All at once I came upon a place where the bedrock rose stark through the
sand and formed a low cliff; and here I saw with joy what seemed to promise
further traces of the antediluvian people. Hewn rudely on the face of the cliff
were the unmistakable facades of several small, squat rock houses or temples;
whose interiors might preserve many secrets of ages too remote for calculation,
though sandstorms had long effaced any carvings which may have been outside.

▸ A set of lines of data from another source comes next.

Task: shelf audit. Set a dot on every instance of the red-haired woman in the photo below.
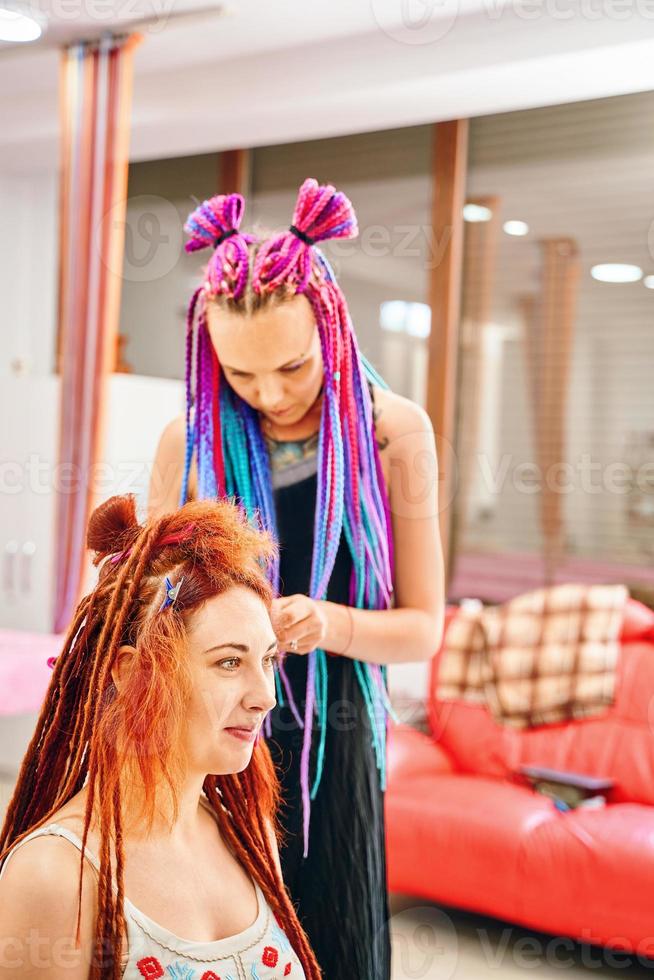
(145, 806)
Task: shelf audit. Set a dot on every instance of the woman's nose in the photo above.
(271, 394)
(261, 695)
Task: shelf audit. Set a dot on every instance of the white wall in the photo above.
(28, 273)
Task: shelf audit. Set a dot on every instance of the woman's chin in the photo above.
(235, 759)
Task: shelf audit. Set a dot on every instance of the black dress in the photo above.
(339, 889)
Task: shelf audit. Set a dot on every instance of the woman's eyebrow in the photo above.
(241, 647)
(292, 361)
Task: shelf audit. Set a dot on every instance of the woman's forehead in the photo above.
(266, 340)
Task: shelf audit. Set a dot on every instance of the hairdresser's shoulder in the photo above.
(173, 439)
(168, 468)
(397, 416)
(38, 911)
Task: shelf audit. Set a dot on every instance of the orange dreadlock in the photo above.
(87, 732)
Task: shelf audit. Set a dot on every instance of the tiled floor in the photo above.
(432, 943)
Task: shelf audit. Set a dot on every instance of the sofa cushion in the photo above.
(588, 874)
(618, 744)
(457, 839)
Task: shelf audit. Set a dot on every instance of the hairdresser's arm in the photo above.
(413, 629)
(38, 913)
(167, 470)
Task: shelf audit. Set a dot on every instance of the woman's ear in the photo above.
(123, 665)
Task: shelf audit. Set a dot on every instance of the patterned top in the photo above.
(260, 952)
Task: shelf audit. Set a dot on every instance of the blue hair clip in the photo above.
(172, 591)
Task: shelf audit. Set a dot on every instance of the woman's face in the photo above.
(271, 359)
(232, 648)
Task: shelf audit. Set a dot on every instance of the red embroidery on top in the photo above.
(270, 956)
(150, 968)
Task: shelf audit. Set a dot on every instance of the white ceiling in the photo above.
(256, 73)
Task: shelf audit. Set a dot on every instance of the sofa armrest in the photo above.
(412, 753)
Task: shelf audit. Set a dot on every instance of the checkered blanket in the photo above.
(544, 657)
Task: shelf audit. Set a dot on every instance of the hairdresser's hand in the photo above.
(299, 618)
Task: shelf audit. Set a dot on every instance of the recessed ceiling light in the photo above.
(476, 212)
(518, 228)
(616, 272)
(18, 27)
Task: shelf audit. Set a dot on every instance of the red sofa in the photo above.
(463, 831)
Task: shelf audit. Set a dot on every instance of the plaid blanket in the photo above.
(544, 657)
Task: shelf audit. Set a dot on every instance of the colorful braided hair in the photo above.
(224, 434)
(88, 730)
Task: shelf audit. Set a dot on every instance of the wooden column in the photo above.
(234, 172)
(480, 241)
(449, 169)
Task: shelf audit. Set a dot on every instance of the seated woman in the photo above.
(147, 760)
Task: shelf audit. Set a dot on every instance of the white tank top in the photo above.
(260, 952)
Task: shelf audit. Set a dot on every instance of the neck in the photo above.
(305, 427)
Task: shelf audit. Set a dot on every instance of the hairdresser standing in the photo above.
(290, 419)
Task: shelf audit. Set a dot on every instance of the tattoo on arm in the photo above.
(383, 441)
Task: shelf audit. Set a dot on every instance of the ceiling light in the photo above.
(616, 272)
(517, 228)
(476, 212)
(18, 27)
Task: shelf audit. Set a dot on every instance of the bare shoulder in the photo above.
(397, 417)
(39, 897)
(168, 468)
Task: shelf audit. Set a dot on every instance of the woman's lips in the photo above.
(244, 734)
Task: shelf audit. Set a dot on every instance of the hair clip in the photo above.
(172, 591)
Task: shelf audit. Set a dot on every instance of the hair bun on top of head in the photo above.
(215, 224)
(321, 212)
(113, 526)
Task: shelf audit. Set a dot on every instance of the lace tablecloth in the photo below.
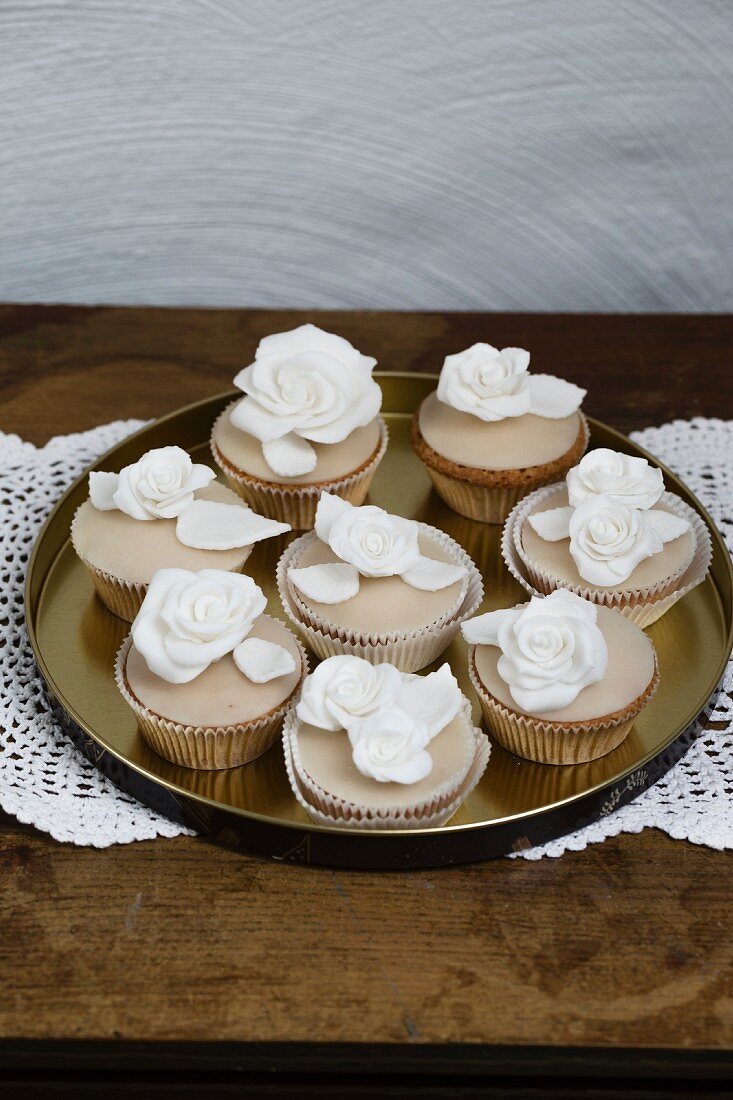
(46, 782)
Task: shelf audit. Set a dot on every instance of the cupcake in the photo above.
(308, 422)
(208, 675)
(612, 535)
(370, 747)
(493, 432)
(376, 585)
(560, 680)
(162, 512)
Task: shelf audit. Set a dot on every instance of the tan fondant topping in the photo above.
(628, 673)
(221, 695)
(554, 558)
(514, 443)
(326, 757)
(383, 603)
(334, 460)
(134, 549)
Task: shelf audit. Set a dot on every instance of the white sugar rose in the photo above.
(160, 485)
(304, 385)
(188, 620)
(345, 689)
(608, 539)
(493, 385)
(551, 648)
(623, 476)
(390, 746)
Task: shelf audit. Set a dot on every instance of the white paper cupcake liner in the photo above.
(326, 809)
(208, 748)
(407, 650)
(643, 606)
(296, 504)
(489, 504)
(558, 743)
(122, 597)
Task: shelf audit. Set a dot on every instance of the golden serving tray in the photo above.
(516, 804)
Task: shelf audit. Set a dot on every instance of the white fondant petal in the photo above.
(327, 584)
(553, 525)
(102, 487)
(554, 398)
(251, 417)
(431, 575)
(666, 525)
(328, 510)
(434, 700)
(261, 661)
(208, 525)
(290, 455)
(483, 629)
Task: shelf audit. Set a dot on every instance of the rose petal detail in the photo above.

Very low and sand-choked were all the dark apertures near me, but I cleared
one with my spade and crawled through it, carrying a torch to reveal whatever
mysteries it might hold. When I was inside I saw that the cavern was indeed a
temple, and beheld plain signs of the race that had lived and worshipped before
the desert was a desert. Primitive altars, pillars, and niches, all curiously
low, were not absent; and though I saw no sculptures or frescoes, there were
many singular stones clearly shaped into symbols by artificial means. The
lowness of the chiselled chamber was very strange, for I could hardly kneel
upright; but the area was so great that my torch showed only part of it at a
time. I shuddered oddly in some of the far corners; for certain altars and
stones suggested forgotten rites of terrible, revolting and inexplicable nature
and made me wonder what manner of men could have made and frequented such a
temple. When I had seen all that the place contained, I crawled out again, avid
to find what the temples might yield.
Night had now approached, yet the tangible things I had seen made curiosity
stronger than fear, so that I did not flee from the long mooncast shadows that
had daunted me when first I saw the nameless city. In the twilight I cleared
another aperture and with a new torch crawled into it, finding more vague stones
and symbols, though nothing more definite than the other temple had contained.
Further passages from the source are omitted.